Washington With stock markets wobbling and fears of a U.S. recession growing, Federal Reserve Chairman Alan Greenspan will lead a Fed board meeting today to decide on steps to avert a serious economic downturn.
Wall Street analysts expect the Fed to cut interest rates by at least a half a percentage point.
Until early this year, it seemed that the Fed chairman could do no wrong; a Greenspan victory in the battle against recession was a foregone conclusion. But now, as the economic news turns increasingly sour, his reputation has taken some hits and there are growing doubts about whether he can guide the once high-flying U.S. economy to something better than a crash landing.
"We're going to find out this time whether he really walks on water or just swims well," said David Wyss, the chief economist at the Standard & Poor's bond rating agency in New York.
Outstanding record
Greenspan still is held in high esteem, even by most of his critics. If anything, the souring economy suggests that financial markets and public expectations of Greenspan were inflated, and that he is human after all. But he may have become a victim of the overblown reputation his record has inspired.
In the 13-plus years since he became Fed chairman in 1987, the United States has endured just one mild, eight-month recession from July 1990 to March 1991. Since then, the economy has been in the longest uninterrupted period of growth in U.S. history.
While neither the Fed nor Greenspan would claim full credit, their interest rate policies are a key factor behind that record.
Greenspan chairs the powerful Federal Open Market Committee, the 12 Fed governors who meet eight times a year to determine U.S. interest-rate policy.
They cut interest rates when they want to stimulate the economy to fight recession, and they raise them to slow the economy to prevent inflation. Lower rates encourage spending by making it easier for consumers and businesses to borrow money.
Greenspan widely is credited with preventing the 1987 stock market crash from bringing down the economy, staving off inflation in 1994 and preventing the spreading financial crisis that began in Asia from reaching U.S. shores in 1998. He declined to be interviewed for this article.
"His reputation was built up over a decade," said Alice Rivlin, who served with Greenspan as vice chairman of the Federal Reserve from 1996 to 1999.
By last year, he had become larger than life.
The economy was booming, growing so fast that most economists feared it ultimately would crash. Greenspan agreed, and the Fed raised interest rates. Analysts were confident that he would succeed in bringing the high-flying economy in for a "soft landing," slowing the economy a bit without shoving it into a recession.
It's no easy task, not even for Greenspan.
His next challenge
Now the United States seems headed for a landing that will be bumpy at best. Some analysts believe the economy already is in recession, a period of shrinkage instead of growth.
And the second-guessing has started.
"Policymakers made a tactical error when they didn't lower interest rates earlier this month," analyst Mark Zandi wrote after the stock market crashed last week. Zandi is the chief economist at Economy.com., a West Chester, Pa., consulting firm. In early March, he criticized the Fed's decision to leave rates unchanged.
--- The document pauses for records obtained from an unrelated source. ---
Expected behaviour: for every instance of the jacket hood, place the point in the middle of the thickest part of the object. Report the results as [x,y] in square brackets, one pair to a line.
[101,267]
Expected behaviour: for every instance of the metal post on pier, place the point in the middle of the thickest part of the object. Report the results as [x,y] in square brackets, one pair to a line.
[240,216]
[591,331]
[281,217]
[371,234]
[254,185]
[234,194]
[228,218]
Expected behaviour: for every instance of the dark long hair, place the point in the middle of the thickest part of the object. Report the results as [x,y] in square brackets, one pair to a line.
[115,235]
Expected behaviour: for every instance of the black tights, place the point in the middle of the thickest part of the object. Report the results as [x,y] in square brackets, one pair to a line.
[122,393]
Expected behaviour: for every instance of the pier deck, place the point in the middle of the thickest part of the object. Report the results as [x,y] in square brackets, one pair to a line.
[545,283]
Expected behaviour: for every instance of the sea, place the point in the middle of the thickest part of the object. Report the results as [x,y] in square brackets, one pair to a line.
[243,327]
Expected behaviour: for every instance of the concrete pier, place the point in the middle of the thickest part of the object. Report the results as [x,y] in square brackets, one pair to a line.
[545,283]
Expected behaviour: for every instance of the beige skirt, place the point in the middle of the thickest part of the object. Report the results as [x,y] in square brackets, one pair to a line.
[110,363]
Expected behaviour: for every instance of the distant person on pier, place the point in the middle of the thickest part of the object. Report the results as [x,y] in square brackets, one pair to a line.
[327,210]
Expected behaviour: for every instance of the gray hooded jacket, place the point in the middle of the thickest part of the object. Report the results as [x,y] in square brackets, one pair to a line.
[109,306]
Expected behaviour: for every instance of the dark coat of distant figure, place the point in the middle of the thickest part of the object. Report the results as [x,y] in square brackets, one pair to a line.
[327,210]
But public perceptions of the Fed's influence fed by the media may be exaggerated.
"What we've done is elevate the Fed to this kind of all-powerful economic stabilizer that is way beyond anything economists would agree is realistic," said Charles Plosser, dean of the University of Rochester business school and co-chair of the Shadow Open Market Committee, a group that evaluates Fed policy.
Although Greenspan is a master at analyzing economic statistics available and using them to figure out just how the economy is doing, the data are never timely enough to give a precise picture of today's economic conditions. And interest rates have their limits as a tool to control the economy.
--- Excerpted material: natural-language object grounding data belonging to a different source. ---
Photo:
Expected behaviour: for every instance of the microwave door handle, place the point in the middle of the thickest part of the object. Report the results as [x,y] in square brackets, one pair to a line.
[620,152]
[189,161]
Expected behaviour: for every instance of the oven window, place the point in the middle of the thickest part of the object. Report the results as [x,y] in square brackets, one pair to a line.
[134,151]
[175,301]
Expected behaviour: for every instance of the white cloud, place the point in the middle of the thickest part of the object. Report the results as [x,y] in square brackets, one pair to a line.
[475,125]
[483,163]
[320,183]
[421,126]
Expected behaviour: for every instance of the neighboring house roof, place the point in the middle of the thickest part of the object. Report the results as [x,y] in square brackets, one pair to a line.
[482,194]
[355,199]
"It sets up expectations which are hard to realize," said Mortgage Bankers Assn. economist Lyle Gramley, who was a Fed governor from 1980 to 1985. "Some of the luster has come off (Greenspan) since the beginning of the year with the collapse of the stock market. I think people are blaming him unjustly for what has happened."
Mixed endorsement
Greenspan didn't help his reputation when he surprised lawmakers by endorsing President Bush's proposed tax cuts soon after Bush took office. Before that, Greenspan had advocated using the surplus to reduce the federal debt.
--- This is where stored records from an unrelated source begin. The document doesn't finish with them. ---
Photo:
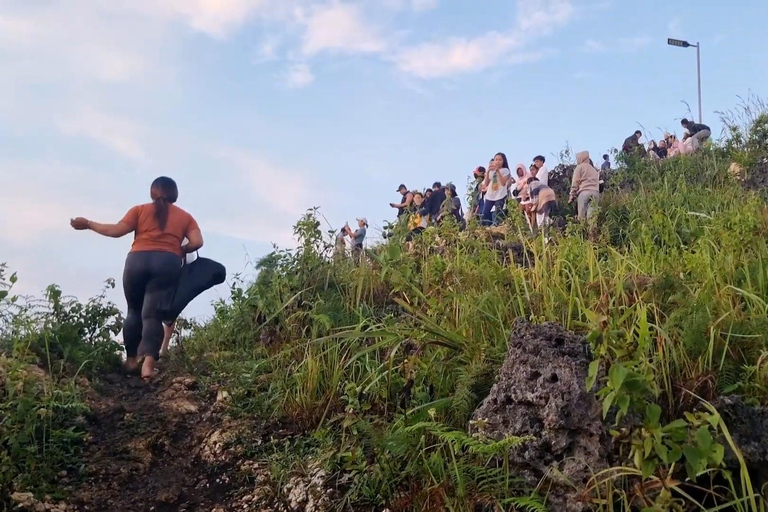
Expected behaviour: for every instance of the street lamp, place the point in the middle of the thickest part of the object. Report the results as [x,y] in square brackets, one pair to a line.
[686,44]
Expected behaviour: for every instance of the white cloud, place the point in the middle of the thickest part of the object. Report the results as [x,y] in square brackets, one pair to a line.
[299,75]
[339,27]
[436,60]
[536,17]
[32,204]
[622,44]
[120,135]
[454,56]
[215,18]
[592,46]
[414,5]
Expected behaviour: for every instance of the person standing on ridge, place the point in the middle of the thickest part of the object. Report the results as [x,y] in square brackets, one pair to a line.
[606,165]
[152,268]
[477,195]
[542,174]
[495,184]
[433,205]
[405,203]
[697,132]
[585,186]
[358,237]
[632,145]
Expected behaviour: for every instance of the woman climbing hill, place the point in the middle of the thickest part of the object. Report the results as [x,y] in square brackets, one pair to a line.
[152,267]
Most analysts say they believe Greenspan changed his position based on valid economic reasoning about changed conditions. But several agreed that it could be harmful.
"I think it created an erosion of confidence," said Justin Martin, the author of "The Man Behind the Money," a biography of Greenspan. "One thing crucial to the Fed is to remain independent (of politics). That move, whatever motivated it, the perception was that he was kowtowing to a new president."
However, the greater concern for many observers is what happens when Greenspan, who turned 75 earlier this month, steps down. His term as chairman expires in June 2004.
"What I worry about is what will happen after Greenspan is no longer chair," Plosser said.